Account compromises typically occur due to phishing emails, credential compromise, a lack of multi-factor authentication (MFA), exploited vulnerabilities, and data breaches. The NJCCIC recently received a report of a compromised account due to MFA fatigue (or MFA prompt bombing) . In MFA fatigue attacks, threat actors obtain account credentials and attempt to log in multiple times, initiating many MFA authentication requests in an attempt to force their targets to approve them. They hope the target will be distracted and unintentionally provide access or eventually give in due to fatigue and approve one of the requests. Once a request is approved and threat actors gain unauthorized access to the account, they can enroll their own devices and accounts for MFA, change passwords, and lock out account owners. Depending on the account permissions, they can access internal systems, move laterally to other critical systems, and initiate subsequent malicious activity.

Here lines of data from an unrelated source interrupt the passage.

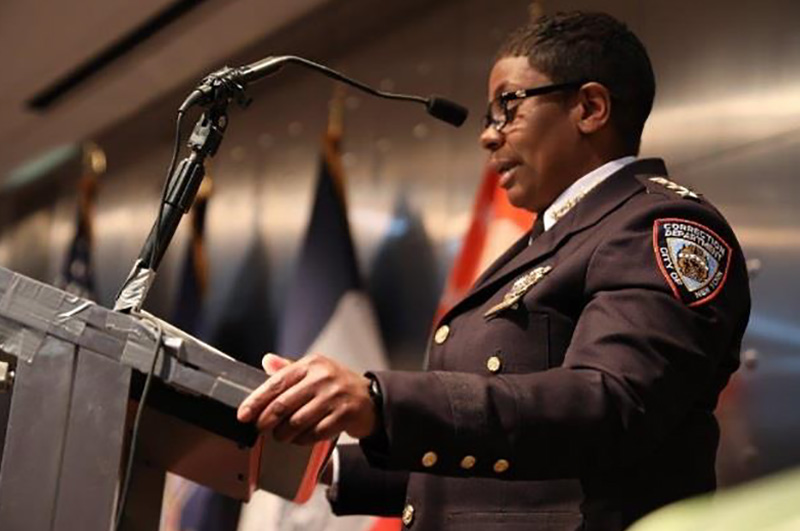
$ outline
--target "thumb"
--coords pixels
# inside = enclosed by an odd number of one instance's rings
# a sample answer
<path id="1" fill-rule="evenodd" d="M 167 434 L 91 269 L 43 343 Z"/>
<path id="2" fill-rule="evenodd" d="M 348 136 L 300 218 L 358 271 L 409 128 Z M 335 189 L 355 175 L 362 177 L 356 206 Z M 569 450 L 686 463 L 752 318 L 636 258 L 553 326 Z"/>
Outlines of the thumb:
<path id="1" fill-rule="evenodd" d="M 281 358 L 277 354 L 272 354 L 271 352 L 261 358 L 261 366 L 264 367 L 264 372 L 267 373 L 267 376 L 272 376 L 290 363 L 292 362 L 286 358 Z"/>

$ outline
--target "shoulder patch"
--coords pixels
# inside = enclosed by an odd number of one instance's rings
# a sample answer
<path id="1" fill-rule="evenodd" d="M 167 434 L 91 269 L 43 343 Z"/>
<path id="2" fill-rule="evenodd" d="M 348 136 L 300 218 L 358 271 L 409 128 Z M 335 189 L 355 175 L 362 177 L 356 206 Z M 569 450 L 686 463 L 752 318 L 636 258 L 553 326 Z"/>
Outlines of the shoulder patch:
<path id="1" fill-rule="evenodd" d="M 725 285 L 731 246 L 708 227 L 686 219 L 657 219 L 653 250 L 675 297 L 689 306 L 710 301 Z"/>
<path id="2" fill-rule="evenodd" d="M 686 186 L 678 184 L 678 183 L 676 183 L 674 181 L 670 181 L 666 177 L 649 177 L 647 180 L 649 182 L 651 182 L 651 183 L 655 183 L 657 185 L 663 186 L 667 190 L 669 190 L 671 192 L 674 192 L 675 194 L 677 194 L 677 195 L 679 195 L 681 197 L 689 197 L 691 199 L 700 199 L 700 194 L 698 194 L 697 192 L 693 191 L 690 188 L 687 188 Z"/>

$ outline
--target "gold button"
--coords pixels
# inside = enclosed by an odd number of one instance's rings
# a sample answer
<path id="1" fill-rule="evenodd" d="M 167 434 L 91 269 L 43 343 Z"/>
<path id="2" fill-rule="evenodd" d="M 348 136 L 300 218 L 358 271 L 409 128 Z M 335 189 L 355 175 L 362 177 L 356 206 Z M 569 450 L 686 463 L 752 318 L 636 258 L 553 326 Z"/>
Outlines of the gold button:
<path id="1" fill-rule="evenodd" d="M 496 373 L 500 372 L 500 367 L 503 365 L 503 362 L 497 356 L 491 356 L 488 360 L 486 360 L 486 368 L 489 369 L 489 372 Z"/>
<path id="2" fill-rule="evenodd" d="M 450 335 L 450 327 L 447 325 L 442 325 L 436 329 L 436 333 L 433 335 L 433 340 L 436 341 L 437 345 L 441 345 L 445 341 L 447 341 L 447 336 Z"/>
<path id="3" fill-rule="evenodd" d="M 414 521 L 414 506 L 410 503 L 407 503 L 405 507 L 403 507 L 403 525 L 406 527 L 411 525 L 411 522 Z"/>
<path id="4" fill-rule="evenodd" d="M 430 468 L 435 465 L 438 460 L 439 456 L 436 455 L 436 452 L 425 452 L 425 455 L 422 456 L 422 466 Z"/>
<path id="5" fill-rule="evenodd" d="M 494 463 L 494 471 L 497 472 L 498 474 L 502 474 L 503 472 L 508 470 L 509 466 L 511 465 L 505 459 L 498 459 Z"/>
<path id="6" fill-rule="evenodd" d="M 465 455 L 464 459 L 461 460 L 461 468 L 463 468 L 464 470 L 469 470 L 474 466 L 475 466 L 475 457 L 471 455 Z"/>

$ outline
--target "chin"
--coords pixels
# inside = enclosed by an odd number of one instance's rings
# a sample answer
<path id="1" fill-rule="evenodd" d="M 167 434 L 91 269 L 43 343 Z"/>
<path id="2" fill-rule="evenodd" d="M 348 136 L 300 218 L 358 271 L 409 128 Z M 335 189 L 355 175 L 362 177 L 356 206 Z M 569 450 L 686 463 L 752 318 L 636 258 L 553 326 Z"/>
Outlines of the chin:
<path id="1" fill-rule="evenodd" d="M 508 202 L 511 203 L 511 206 L 522 208 L 529 212 L 535 212 L 530 206 L 530 201 L 527 201 L 519 190 L 515 190 L 514 188 L 506 190 L 506 197 L 508 198 Z"/>

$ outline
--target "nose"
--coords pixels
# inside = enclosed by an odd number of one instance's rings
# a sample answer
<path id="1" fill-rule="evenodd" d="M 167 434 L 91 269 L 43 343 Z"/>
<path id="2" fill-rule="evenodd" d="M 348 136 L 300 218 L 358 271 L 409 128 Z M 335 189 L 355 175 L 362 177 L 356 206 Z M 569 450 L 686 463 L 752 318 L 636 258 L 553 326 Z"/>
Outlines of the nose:
<path id="1" fill-rule="evenodd" d="M 497 151 L 503 145 L 503 134 L 490 125 L 484 128 L 479 141 L 483 149 Z"/>

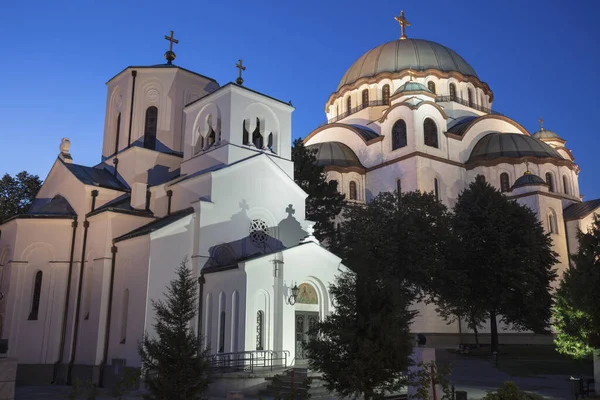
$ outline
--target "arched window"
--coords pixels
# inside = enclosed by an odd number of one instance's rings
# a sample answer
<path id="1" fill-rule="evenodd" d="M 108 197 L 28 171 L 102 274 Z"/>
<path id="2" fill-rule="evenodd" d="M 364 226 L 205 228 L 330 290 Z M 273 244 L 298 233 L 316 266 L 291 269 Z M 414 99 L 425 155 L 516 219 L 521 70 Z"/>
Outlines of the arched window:
<path id="1" fill-rule="evenodd" d="M 262 149 L 264 147 L 264 139 L 260 134 L 260 120 L 256 118 L 256 129 L 252 133 L 252 143 L 256 146 L 257 149 Z"/>
<path id="2" fill-rule="evenodd" d="M 436 148 L 439 146 L 437 125 L 431 118 L 425 118 L 425 122 L 423 122 L 423 134 L 426 146 Z"/>
<path id="3" fill-rule="evenodd" d="M 406 122 L 399 119 L 392 126 L 392 150 L 406 146 Z"/>
<path id="4" fill-rule="evenodd" d="M 396 192 L 400 195 L 402 194 L 402 181 L 400 178 L 396 179 Z"/>
<path id="5" fill-rule="evenodd" d="M 356 182 L 350 181 L 350 200 L 357 200 Z"/>
<path id="6" fill-rule="evenodd" d="M 242 129 L 243 129 L 243 136 L 242 136 L 242 143 L 243 144 L 250 144 L 250 133 L 248 133 L 248 129 L 246 129 L 246 121 L 242 122 Z"/>
<path id="7" fill-rule="evenodd" d="M 269 140 L 267 144 L 267 148 L 273 151 L 273 132 L 269 133 Z"/>
<path id="8" fill-rule="evenodd" d="M 456 101 L 456 85 L 454 83 L 450 84 L 450 100 Z"/>
<path id="9" fill-rule="evenodd" d="M 92 282 L 94 280 L 94 271 L 91 266 L 88 266 L 85 271 L 85 308 L 84 320 L 90 319 L 90 310 L 92 308 Z"/>
<path id="10" fill-rule="evenodd" d="M 346 112 L 348 114 L 350 114 L 350 111 L 352 110 L 352 98 L 350 98 L 350 96 L 348 96 L 346 98 Z"/>
<path id="11" fill-rule="evenodd" d="M 40 310 L 40 297 L 42 295 L 42 271 L 38 271 L 35 274 L 33 280 L 33 296 L 31 298 L 31 312 L 29 313 L 29 320 L 37 321 L 38 311 Z"/>
<path id="12" fill-rule="evenodd" d="M 208 131 L 208 136 L 206 137 L 206 148 L 209 148 L 210 146 L 215 144 L 215 136 L 215 130 L 211 126 L 210 130 Z"/>
<path id="13" fill-rule="evenodd" d="M 435 82 L 427 82 L 427 89 L 431 90 L 431 93 L 435 94 Z"/>
<path id="14" fill-rule="evenodd" d="M 340 184 L 338 183 L 338 181 L 337 181 L 337 180 L 335 180 L 335 179 L 332 179 L 332 180 L 330 180 L 330 181 L 329 181 L 329 184 L 330 184 L 330 185 L 335 185 L 335 190 L 337 190 L 338 192 L 340 191 L 340 190 L 338 189 L 338 188 L 340 187 Z"/>
<path id="15" fill-rule="evenodd" d="M 204 136 L 198 132 L 198 140 L 196 140 L 196 148 L 194 149 L 195 154 L 200 153 L 202 150 L 204 150 Z"/>
<path id="16" fill-rule="evenodd" d="M 469 107 L 475 106 L 475 104 L 473 103 L 473 91 L 471 90 L 471 88 L 467 89 L 467 100 L 469 101 Z"/>
<path id="17" fill-rule="evenodd" d="M 433 195 L 436 200 L 440 199 L 440 184 L 438 183 L 437 178 L 433 178 Z"/>
<path id="18" fill-rule="evenodd" d="M 390 85 L 383 85 L 383 88 L 381 89 L 381 99 L 383 100 L 384 105 L 390 105 Z"/>
<path id="19" fill-rule="evenodd" d="M 554 192 L 554 179 L 552 179 L 550 172 L 546 172 L 546 183 L 548 184 L 548 190 Z"/>
<path id="20" fill-rule="evenodd" d="M 508 192 L 510 190 L 510 180 L 508 178 L 508 174 L 503 172 L 500 174 L 500 191 L 502 193 Z"/>
<path id="21" fill-rule="evenodd" d="M 219 353 L 225 352 L 225 311 L 219 316 Z"/>
<path id="22" fill-rule="evenodd" d="M 565 189 L 565 194 L 571 194 L 569 190 L 569 178 L 566 175 L 563 175 L 563 188 Z"/>
<path id="23" fill-rule="evenodd" d="M 362 106 L 363 108 L 369 106 L 369 89 L 362 91 Z"/>
<path id="24" fill-rule="evenodd" d="M 144 125 L 144 148 L 156 150 L 156 128 L 158 126 L 158 108 L 152 106 L 146 110 Z"/>
<path id="25" fill-rule="evenodd" d="M 265 314 L 262 311 L 256 313 L 256 350 L 264 350 Z"/>
<path id="26" fill-rule="evenodd" d="M 548 212 L 548 232 L 558 234 L 558 223 L 556 221 L 556 214 L 552 210 Z"/>
<path id="27" fill-rule="evenodd" d="M 121 310 L 121 344 L 127 340 L 127 319 L 129 317 L 129 289 L 123 292 L 123 309 Z"/>
<path id="28" fill-rule="evenodd" d="M 121 113 L 117 115 L 117 129 L 115 134 L 115 154 L 119 151 L 119 136 L 121 134 Z"/>

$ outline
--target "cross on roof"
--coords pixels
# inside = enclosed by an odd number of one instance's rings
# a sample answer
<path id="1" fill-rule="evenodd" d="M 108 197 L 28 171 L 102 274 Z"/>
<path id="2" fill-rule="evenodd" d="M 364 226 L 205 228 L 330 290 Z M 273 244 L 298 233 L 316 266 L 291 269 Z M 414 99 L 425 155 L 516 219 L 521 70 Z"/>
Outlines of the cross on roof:
<path id="1" fill-rule="evenodd" d="M 294 206 L 292 206 L 291 204 L 285 209 L 285 212 L 288 213 L 289 215 L 294 215 L 296 213 L 296 210 L 294 210 Z"/>
<path id="2" fill-rule="evenodd" d="M 398 21 L 398 23 L 400 24 L 400 28 L 402 28 L 402 35 L 400 36 L 400 40 L 406 39 L 404 29 L 406 29 L 407 26 L 410 26 L 410 22 L 408 22 L 408 20 L 404 17 L 404 10 L 400 11 L 400 15 L 394 17 L 394 19 Z"/>
<path id="3" fill-rule="evenodd" d="M 540 117 L 540 119 L 538 119 L 538 122 L 540 123 L 540 131 L 544 130 L 544 120 L 542 119 L 542 117 Z"/>
<path id="4" fill-rule="evenodd" d="M 238 85 L 241 85 L 241 84 L 244 83 L 244 80 L 242 79 L 242 71 L 245 71 L 246 67 L 244 67 L 242 65 L 242 60 L 241 59 L 238 60 L 237 64 L 235 64 L 235 67 L 238 69 L 238 77 L 235 80 L 235 83 L 237 83 Z"/>
<path id="5" fill-rule="evenodd" d="M 173 43 L 179 44 L 179 40 L 173 37 L 173 31 L 171 31 L 171 36 L 165 35 L 165 39 L 169 41 L 169 51 L 165 53 L 165 58 L 167 59 L 167 64 L 172 64 L 173 60 L 175 60 L 175 53 L 173 52 Z"/>

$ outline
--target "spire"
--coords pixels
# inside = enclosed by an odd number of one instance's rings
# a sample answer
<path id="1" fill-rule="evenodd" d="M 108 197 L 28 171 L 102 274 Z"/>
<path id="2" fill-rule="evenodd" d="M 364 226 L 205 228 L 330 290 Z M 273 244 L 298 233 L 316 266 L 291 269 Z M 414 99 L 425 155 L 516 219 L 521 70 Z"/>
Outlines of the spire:
<path id="1" fill-rule="evenodd" d="M 169 41 L 169 50 L 165 53 L 165 58 L 167 59 L 167 64 L 173 64 L 175 60 L 175 53 L 173 52 L 173 43 L 179 44 L 179 40 L 173 37 L 173 31 L 171 31 L 171 36 L 166 36 L 165 39 Z"/>
<path id="2" fill-rule="evenodd" d="M 542 117 L 540 117 L 540 119 L 538 119 L 538 122 L 540 123 L 540 131 L 544 130 L 544 120 L 542 119 Z"/>
<path id="3" fill-rule="evenodd" d="M 400 40 L 406 39 L 406 35 L 404 34 L 404 29 L 406 29 L 407 26 L 410 26 L 410 22 L 408 22 L 408 20 L 406 18 L 404 18 L 404 10 L 400 11 L 400 15 L 397 17 L 394 17 L 394 19 L 396 21 L 398 21 L 398 23 L 400 24 L 400 28 L 402 29 L 402 35 L 400 36 Z"/>
<path id="4" fill-rule="evenodd" d="M 244 67 L 242 65 L 242 60 L 241 59 L 238 60 L 237 64 L 235 64 L 235 67 L 238 69 L 238 77 L 235 80 L 235 83 L 237 83 L 238 85 L 241 85 L 241 84 L 244 83 L 244 79 L 242 79 L 242 71 L 245 71 L 246 67 Z"/>

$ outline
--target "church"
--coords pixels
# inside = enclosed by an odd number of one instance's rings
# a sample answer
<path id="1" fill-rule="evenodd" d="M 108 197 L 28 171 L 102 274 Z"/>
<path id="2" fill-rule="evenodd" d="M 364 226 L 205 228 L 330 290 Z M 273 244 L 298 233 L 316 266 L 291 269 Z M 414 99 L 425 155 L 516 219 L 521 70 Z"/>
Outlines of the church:
<path id="1" fill-rule="evenodd" d="M 420 190 L 452 206 L 481 174 L 538 214 L 564 270 L 600 208 L 582 201 L 566 141 L 494 112 L 466 60 L 408 38 L 404 13 L 396 20 L 400 39 L 350 66 L 326 101 L 327 123 L 304 140 L 328 179 L 350 203 Z M 77 164 L 63 138 L 31 209 L 0 226 L 1 335 L 19 383 L 107 384 L 140 367 L 151 301 L 184 260 L 200 293 L 193 326 L 217 362 L 301 363 L 307 331 L 334 308 L 328 287 L 345 267 L 305 219 L 293 107 L 244 86 L 242 60 L 222 86 L 175 65 L 177 40 L 165 39 L 165 64 L 108 81 L 102 161 Z M 412 331 L 432 343 L 468 333 L 415 307 Z"/>

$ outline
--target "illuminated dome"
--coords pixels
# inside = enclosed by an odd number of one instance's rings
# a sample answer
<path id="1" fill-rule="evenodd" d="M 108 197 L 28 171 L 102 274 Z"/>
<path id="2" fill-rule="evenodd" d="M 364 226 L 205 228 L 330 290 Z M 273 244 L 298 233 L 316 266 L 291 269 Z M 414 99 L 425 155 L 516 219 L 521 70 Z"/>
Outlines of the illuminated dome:
<path id="1" fill-rule="evenodd" d="M 532 136 L 495 132 L 479 139 L 468 162 L 521 157 L 563 160 L 556 150 Z"/>
<path id="2" fill-rule="evenodd" d="M 356 154 L 344 143 L 323 142 L 306 146 L 306 148 L 316 149 L 317 165 L 363 168 Z"/>
<path id="3" fill-rule="evenodd" d="M 348 68 L 338 85 L 338 90 L 360 78 L 370 78 L 382 72 L 394 73 L 405 69 L 456 71 L 466 76 L 477 77 L 477 73 L 469 63 L 446 46 L 423 39 L 398 39 L 363 54 Z"/>

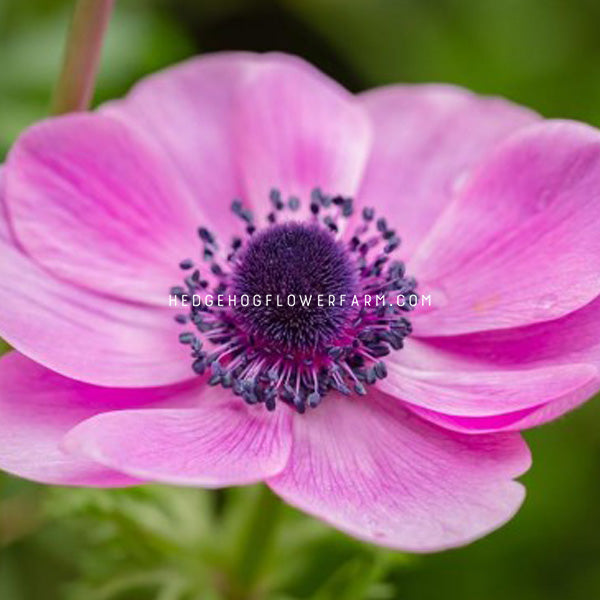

In the report, once threat actors compromised the account, they sent a “Mircosoft-365” phishing campaign to the victim’s contact list. The phishing email uses “Mircosoft-365” branding instead of the legitimate “Microsoft 365.” The email is not sent from a Microsoft domain, but appears to use the Mailchimp email marketing platform, as indicated at the bottom of the email. The email purports to be a “Held Message Notice” informing the target that a certain number of messages have been blocked from being delivered and to review and release these messages by clicking the “View Task Messages” button. If clicked, the target is redirected multiple times to a phishing page that harvests account credentials. Links used in this campaign include hxxps://d8yru9hbb[.]cc[.]rs6[.]net displaying a Constant Contact page and the “neidebaertschi” domain name with a “.ch” top-level domain (TLD) displaying a supposed Microsoft “Security Verification” page. This campaign may use advanced evasion tactics to ensure malicious webpages are displayed only in non-sandboxed, real-user environments.

Recommendations

• If suspicious MFA pop-up authentication requests are received, change the account password immediately to prevent further login attempts and MFA push notifications.
• For organizations, implement monitoring and warning mechanisms to detect suspicious MFA prompt activity. Limit the number of MFA authentication requests per user within a certain period of time, if this option is available. If thresholds are exceeded, temporarily lock the account and alert the domain administrator.
• Exercise caution with communications from known senders or legitimate platforms.
• Confirm requests from senders via contact information obtained from verified and official sources before taking action, such as clicking on links or opening attachments.
• Type official website URLs into browsers manually and only submit sensitive information on official websites.
• Keep systems and browsers up to date.
• Report malicious cyber activity to the NJCCIC and the FBI’s IC3.